Metadata-Version: 2.4
Name: condor-scan
Version: 0.3.0
Summary: GCP conditional IAM & tag-based privilege-escalation scanner
Author: condor-scan contributors
License-Expression: Apache-2.0
License-File: LICENSE
Keywords: ciem,cspm,gcp,iam,privilege-escalation,security
Classifier: Development Status :: 4 - Beta
Classifier: Intended Audience :: Developers
Classifier: Intended Audience :: System Administrators
Classifier: Programming Language :: Python :: 3
Classifier: Topic :: Security
Requires-Python: >=3.10
Provides-Extra: cloud
Requires-Dist: google-cloud-asset>=3.20; extra == 'cloud'
Provides-Extra: dev
Requires-Dist: mypy>=1.8; extra == 'dev'
Requires-Dist: pytest>=7.0; extra == 'dev'
Requires-Dist: ruff>=0.4; extra == 'dev'
Description-Content-Type: text/markdown

# condor-scan

**A GCP privilege-escalation scanner that thinks in attack paths, not findings.**

> Install: `pip install condor-scan` · [PyPI](https://pypi.org/project/condor-scan/) · Apache-2.0 · Python 3.10+

condor-scan reads an export of your Google Cloud IAM and tells you not just
*who has dangerous permissions*, but *who can chain those permissions into full
control*, *which of them an outsider could reach*, *what the single highest-
leverage fix is*, and *whether you'd even see the attack in your logs*.

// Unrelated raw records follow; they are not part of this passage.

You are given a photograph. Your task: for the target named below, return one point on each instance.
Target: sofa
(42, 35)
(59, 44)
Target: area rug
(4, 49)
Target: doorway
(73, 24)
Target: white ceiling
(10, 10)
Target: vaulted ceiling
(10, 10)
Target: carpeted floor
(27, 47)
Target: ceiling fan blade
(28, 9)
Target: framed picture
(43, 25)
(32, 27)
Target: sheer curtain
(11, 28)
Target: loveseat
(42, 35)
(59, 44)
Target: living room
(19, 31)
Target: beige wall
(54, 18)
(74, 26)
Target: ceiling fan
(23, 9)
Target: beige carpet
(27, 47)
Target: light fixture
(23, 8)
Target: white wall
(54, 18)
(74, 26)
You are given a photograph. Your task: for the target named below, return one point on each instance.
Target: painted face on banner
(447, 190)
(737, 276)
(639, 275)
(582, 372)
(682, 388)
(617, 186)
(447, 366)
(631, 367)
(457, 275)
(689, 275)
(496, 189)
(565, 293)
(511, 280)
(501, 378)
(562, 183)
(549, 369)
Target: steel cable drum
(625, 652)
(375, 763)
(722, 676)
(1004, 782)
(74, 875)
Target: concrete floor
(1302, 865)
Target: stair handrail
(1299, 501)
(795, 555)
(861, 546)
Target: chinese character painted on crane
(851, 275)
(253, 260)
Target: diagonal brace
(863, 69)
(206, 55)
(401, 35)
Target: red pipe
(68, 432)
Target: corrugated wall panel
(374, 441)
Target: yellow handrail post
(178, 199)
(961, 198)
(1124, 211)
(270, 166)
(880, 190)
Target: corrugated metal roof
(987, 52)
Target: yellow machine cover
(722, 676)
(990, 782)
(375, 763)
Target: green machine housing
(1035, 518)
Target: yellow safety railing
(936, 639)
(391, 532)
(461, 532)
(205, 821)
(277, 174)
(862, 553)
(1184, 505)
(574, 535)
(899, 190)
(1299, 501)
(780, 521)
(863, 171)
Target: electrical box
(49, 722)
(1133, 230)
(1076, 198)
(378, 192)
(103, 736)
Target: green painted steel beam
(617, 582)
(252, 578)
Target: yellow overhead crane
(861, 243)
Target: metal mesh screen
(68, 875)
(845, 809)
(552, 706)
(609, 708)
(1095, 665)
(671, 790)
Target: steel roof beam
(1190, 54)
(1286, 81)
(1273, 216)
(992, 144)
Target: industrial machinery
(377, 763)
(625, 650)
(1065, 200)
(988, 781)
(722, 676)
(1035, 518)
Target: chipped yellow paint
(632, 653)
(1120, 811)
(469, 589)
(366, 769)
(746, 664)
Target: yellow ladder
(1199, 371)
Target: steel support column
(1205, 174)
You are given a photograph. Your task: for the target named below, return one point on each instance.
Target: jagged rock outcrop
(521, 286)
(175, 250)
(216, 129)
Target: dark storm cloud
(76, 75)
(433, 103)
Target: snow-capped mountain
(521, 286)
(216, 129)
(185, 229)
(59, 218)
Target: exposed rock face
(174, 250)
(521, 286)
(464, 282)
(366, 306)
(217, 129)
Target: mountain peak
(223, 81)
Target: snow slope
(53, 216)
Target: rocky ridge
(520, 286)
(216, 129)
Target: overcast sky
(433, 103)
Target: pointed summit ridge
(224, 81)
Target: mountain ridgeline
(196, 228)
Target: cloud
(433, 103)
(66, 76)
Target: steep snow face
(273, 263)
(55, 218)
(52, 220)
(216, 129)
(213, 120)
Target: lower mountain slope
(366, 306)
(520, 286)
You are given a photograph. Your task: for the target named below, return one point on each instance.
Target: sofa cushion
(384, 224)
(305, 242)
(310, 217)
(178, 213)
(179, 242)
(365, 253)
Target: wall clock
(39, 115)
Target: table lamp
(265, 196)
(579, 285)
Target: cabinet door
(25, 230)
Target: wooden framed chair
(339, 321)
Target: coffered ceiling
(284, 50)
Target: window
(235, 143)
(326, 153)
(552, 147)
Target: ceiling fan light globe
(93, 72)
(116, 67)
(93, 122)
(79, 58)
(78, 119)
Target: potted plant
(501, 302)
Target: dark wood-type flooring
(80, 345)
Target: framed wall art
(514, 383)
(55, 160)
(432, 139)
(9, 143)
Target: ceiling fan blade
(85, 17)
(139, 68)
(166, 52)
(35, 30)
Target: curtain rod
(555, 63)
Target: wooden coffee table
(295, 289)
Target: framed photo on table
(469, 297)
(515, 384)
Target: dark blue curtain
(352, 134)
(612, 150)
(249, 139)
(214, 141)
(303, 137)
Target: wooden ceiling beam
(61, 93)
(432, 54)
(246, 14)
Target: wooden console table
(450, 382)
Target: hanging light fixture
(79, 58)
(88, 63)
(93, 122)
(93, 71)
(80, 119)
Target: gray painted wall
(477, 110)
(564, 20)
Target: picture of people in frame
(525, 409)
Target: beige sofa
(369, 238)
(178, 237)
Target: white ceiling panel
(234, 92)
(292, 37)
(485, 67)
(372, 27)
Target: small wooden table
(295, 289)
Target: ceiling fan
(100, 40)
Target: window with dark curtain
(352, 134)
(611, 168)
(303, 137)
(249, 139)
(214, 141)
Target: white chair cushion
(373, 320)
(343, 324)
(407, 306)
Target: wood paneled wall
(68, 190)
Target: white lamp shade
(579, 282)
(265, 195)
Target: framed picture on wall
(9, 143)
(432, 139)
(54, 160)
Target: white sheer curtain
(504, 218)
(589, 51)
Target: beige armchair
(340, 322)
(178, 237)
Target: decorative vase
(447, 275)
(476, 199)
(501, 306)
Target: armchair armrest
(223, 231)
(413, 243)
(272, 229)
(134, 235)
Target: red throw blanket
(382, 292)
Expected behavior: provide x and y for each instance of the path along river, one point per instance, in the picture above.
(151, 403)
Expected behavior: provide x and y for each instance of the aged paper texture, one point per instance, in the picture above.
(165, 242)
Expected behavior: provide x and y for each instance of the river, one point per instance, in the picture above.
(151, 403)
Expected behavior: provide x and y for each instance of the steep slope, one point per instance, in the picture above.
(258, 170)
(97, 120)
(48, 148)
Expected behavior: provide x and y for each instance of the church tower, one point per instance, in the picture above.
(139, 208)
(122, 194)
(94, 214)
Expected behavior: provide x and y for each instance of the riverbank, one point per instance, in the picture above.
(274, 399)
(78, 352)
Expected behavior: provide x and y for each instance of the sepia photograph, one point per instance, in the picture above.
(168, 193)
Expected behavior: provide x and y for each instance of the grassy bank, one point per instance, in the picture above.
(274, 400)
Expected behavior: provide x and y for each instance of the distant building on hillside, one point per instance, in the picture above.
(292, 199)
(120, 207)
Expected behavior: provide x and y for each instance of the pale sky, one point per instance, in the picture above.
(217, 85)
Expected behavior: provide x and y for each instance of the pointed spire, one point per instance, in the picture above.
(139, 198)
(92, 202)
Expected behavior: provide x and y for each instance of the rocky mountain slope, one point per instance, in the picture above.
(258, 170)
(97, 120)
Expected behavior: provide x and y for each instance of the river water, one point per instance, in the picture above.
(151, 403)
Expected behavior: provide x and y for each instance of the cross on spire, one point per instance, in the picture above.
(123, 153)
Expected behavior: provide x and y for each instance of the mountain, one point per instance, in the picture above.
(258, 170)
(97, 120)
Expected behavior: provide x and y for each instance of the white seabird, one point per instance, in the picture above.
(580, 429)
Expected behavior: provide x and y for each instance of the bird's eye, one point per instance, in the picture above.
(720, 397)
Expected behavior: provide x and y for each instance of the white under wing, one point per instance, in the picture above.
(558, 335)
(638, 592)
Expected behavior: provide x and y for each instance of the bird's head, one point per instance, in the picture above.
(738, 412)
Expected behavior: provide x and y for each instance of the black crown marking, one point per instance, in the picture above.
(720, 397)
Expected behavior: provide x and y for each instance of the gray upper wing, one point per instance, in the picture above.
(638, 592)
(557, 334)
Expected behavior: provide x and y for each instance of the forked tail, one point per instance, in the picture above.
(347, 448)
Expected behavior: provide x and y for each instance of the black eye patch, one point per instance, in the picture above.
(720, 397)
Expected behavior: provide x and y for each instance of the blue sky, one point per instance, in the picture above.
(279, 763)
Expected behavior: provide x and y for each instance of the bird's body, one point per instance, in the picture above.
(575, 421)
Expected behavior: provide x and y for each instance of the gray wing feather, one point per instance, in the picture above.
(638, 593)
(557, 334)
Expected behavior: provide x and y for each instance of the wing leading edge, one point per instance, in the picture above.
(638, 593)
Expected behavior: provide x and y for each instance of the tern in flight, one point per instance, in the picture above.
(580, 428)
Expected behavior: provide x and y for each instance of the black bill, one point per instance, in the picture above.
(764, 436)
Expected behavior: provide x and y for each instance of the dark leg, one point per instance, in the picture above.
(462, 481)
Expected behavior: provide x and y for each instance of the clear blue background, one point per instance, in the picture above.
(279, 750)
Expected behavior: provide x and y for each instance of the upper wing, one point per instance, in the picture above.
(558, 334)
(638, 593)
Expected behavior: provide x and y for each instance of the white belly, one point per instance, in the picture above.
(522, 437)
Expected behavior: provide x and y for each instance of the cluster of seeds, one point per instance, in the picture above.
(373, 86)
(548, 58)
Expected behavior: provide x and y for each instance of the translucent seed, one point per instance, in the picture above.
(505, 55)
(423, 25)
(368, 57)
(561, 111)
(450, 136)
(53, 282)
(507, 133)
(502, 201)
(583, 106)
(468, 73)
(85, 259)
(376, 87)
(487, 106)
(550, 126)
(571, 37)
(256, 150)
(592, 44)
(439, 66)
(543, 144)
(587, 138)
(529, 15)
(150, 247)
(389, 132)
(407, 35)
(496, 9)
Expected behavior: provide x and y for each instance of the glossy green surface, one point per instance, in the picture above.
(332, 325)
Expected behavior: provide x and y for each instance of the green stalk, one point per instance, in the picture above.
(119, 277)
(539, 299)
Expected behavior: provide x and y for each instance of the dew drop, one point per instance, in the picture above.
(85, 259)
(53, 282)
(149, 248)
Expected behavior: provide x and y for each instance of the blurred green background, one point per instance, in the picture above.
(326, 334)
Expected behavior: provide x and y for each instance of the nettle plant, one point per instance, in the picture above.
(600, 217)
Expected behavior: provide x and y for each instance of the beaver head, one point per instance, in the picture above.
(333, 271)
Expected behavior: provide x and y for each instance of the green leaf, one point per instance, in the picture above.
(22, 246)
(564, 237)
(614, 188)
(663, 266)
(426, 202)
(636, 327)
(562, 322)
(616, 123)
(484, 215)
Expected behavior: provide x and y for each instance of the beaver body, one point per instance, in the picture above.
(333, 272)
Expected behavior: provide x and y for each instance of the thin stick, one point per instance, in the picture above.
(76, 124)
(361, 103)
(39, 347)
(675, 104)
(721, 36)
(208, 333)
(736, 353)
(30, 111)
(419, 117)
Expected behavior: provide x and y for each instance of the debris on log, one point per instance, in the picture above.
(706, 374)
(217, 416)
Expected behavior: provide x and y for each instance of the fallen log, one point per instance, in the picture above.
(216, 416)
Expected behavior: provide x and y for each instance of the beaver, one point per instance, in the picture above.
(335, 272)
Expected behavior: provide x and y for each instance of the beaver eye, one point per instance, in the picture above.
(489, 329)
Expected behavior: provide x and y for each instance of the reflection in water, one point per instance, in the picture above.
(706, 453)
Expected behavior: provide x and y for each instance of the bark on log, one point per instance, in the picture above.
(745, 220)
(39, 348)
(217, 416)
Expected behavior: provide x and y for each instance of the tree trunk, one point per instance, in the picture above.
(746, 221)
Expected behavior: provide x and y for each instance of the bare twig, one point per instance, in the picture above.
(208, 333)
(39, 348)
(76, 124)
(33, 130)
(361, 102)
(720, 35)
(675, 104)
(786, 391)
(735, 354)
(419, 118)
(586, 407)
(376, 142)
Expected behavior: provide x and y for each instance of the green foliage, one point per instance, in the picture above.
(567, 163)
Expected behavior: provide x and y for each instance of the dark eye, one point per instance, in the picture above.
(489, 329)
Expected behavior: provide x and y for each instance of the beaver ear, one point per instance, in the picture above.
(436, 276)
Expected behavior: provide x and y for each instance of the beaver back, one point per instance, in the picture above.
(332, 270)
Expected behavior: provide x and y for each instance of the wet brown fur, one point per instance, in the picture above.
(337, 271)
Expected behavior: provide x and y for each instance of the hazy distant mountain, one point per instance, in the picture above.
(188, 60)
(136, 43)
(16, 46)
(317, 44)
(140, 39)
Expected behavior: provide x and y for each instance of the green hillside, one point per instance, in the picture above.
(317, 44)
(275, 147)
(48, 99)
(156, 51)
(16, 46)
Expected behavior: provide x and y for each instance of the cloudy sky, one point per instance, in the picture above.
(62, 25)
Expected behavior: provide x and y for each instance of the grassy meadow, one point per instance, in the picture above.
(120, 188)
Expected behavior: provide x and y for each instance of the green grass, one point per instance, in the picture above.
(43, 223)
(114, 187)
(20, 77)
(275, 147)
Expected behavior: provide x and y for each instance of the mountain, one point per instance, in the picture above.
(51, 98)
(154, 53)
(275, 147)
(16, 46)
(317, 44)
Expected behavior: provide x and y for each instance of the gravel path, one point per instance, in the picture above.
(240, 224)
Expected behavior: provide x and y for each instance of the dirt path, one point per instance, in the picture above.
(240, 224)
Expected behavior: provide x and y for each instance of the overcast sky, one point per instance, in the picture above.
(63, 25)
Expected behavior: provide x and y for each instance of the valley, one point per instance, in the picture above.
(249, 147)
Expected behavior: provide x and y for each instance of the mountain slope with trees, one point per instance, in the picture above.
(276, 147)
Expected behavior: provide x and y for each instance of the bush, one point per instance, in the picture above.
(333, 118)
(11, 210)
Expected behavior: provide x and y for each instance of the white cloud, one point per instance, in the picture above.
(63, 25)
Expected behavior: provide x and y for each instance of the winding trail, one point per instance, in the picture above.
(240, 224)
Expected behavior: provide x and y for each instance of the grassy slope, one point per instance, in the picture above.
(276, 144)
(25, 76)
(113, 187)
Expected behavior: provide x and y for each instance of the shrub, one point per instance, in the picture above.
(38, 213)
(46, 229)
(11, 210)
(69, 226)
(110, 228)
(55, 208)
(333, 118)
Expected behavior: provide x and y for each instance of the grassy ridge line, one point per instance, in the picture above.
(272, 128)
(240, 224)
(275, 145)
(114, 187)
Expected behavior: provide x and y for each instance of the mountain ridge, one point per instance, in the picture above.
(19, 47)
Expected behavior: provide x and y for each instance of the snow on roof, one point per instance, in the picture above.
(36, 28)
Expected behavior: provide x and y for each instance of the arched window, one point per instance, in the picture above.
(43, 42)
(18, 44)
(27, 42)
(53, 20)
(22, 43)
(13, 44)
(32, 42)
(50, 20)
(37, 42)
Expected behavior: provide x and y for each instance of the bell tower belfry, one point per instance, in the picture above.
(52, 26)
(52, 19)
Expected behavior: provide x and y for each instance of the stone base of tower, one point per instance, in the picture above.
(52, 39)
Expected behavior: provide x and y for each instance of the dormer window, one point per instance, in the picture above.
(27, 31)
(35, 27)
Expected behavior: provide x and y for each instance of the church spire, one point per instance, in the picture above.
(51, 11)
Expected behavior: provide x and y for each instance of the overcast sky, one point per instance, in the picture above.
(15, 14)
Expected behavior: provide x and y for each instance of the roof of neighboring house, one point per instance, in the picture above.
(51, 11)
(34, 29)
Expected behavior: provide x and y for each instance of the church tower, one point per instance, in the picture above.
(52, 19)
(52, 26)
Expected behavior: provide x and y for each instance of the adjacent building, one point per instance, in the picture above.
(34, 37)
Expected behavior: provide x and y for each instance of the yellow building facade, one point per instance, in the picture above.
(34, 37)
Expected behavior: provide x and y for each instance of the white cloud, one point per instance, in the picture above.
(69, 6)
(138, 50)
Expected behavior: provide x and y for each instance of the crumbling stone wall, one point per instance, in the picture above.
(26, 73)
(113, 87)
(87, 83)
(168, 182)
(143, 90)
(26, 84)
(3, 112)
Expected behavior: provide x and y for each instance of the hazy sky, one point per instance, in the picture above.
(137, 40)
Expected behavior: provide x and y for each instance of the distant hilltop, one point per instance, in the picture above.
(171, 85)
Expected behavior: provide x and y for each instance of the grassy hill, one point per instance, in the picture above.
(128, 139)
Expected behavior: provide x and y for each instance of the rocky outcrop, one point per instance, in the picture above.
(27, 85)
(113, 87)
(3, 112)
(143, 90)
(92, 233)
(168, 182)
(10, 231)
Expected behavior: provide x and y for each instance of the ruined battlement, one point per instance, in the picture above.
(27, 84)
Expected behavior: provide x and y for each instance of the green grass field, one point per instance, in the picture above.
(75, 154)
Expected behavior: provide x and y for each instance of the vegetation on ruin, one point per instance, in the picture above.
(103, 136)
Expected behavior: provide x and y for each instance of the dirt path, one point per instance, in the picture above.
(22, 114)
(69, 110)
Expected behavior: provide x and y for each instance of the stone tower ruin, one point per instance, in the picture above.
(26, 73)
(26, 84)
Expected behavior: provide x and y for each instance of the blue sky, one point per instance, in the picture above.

It started as a scanner for one specific, under-served escalation class —
tag-based IAM Conditions abuse — and grew an analysis layer on top that answers
the questions a security team actually argues about in triage.

---

## Why this exists

There is no shortage of GCP security scanners. Prowler, ScoutSuite, Forseti,
and the commercial CSPM/CIEM platforms all enumerate IAM misconfigurations
competently. After using them for a while you notice two recurring frustrations:

**They model permissions, not paths.** Most tools tell you "principal X holds
`iam.serviceAccounts.actAs`" as an isolated fact. They rarely tell you that X
can `actAs` a service account that is itself Owner on the project, which is the
thing that actually matters. Real GCP escalation is almost never a single step;
it's a chain — a leaked key leads to a default service account, which can
`actAs` a privileged one, which holds an org-level binding. Each link is
unremarkable alone.

**They miss tag-based conditional escalation entirely.** IAM Conditions let you
grant a role only when a CEL expression holds — for example, only on resources
tagged `env=prod`. That's a great feature. The problem: if a low-privileged user
can *attach that tag themselves*, they can satisfy the condition on demand and
collect the role. Mitiga documented this as "Tag Your Way In" in 2026, and
Google's position is that it's a customer-side misconfiguration — which means
it's your job to detect it, and almost nothing does, because almost everything
models only static bindings.

condor-scan is built around modelling the chain, and it treats tag-conditional
escalation as a first-class edge in that chain.

---

## What it actually computes

### 1. The escalation engine (capability closure)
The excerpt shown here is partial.